VTE prophylaxis
No studies met inclusion criteria to make a specific recommendation on VTE prophylaxis for metastatic bone disease of the humerus. In the absence of direct evidence, we refer clinicians to the ASCO, ASH, and ICM-VTE guidelines which indicate that oncology patients are at a higher risk for VTE, and prophylaxis should be considered during the peri-operative period.

Rationale

Both the American Society of Clinical Oncology and the American Society of Hematology (ASCO and ASH) guidelines recommend that patients with cancer without a history of VTE undergoing a major surgical procedure should be offered pharmacologic prophylaxis with either unfractionated heparin or low molecular weight heparin (LMWH), unless contraindicated because of active bleeding or high bleeding risk. The highest risk period for patients is in the perioperative setting in which they are hospitalized and immobilized.  

Recommendations from the International Consensus Meeting – Venous Thromboembolism (ICM-VTE) for Shoulder and Elbow state that VTE prophylaxis should be considered in patients undergoing osteosynthesis who are also at high risk of VTE, and those undergoing surgery under general anesthesia that lasts over 90 minutes. Regarding shoulder arthroplasty, in patients without substantial risk factors for VTE, they do not recommend LMWH or direct oral anticoagulants (DOAC). However, they do not comment on those with substantial risk factors for VTE. 

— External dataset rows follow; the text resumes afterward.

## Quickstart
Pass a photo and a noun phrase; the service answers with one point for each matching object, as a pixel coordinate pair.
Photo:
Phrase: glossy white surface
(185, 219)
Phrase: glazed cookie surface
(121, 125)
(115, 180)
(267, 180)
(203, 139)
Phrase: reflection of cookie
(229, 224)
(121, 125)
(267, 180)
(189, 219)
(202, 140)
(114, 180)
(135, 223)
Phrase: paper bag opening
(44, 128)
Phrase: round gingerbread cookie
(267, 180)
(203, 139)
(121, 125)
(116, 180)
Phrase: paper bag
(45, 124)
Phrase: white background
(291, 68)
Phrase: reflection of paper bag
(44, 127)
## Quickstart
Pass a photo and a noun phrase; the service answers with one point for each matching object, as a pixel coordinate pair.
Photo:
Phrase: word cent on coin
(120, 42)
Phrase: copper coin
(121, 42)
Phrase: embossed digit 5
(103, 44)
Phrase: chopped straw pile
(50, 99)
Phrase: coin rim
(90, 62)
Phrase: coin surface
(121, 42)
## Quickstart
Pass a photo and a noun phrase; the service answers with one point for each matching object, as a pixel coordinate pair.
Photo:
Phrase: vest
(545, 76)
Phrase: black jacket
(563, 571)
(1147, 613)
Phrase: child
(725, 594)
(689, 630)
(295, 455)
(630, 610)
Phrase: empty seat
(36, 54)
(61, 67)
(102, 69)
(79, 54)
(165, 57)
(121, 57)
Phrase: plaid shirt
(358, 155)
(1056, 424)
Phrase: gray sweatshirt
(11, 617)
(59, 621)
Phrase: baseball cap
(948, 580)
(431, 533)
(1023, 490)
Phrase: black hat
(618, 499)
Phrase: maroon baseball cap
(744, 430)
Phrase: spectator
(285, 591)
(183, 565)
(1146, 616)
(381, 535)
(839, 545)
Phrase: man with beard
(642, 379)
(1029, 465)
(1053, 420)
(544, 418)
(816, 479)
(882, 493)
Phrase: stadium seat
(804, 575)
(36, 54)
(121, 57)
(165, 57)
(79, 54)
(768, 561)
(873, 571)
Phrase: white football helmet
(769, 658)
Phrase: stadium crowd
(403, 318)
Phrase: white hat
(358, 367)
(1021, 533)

The ICM-VTE for Oncology states that all patients with bone metastases undergoing major surgical intervention should be offered pharmacologic thromboprophylaxis unless contraindicated. They state that larger studies are needed to determine optimal pharmacologic thromboprophylaxis between low molecular weight heparin, direct oral anticoagulants, vitamin K antagonists, and aspirin. These would include large, prospective, randomized studies conducted in collaboration with hematology and medical oncology specialists.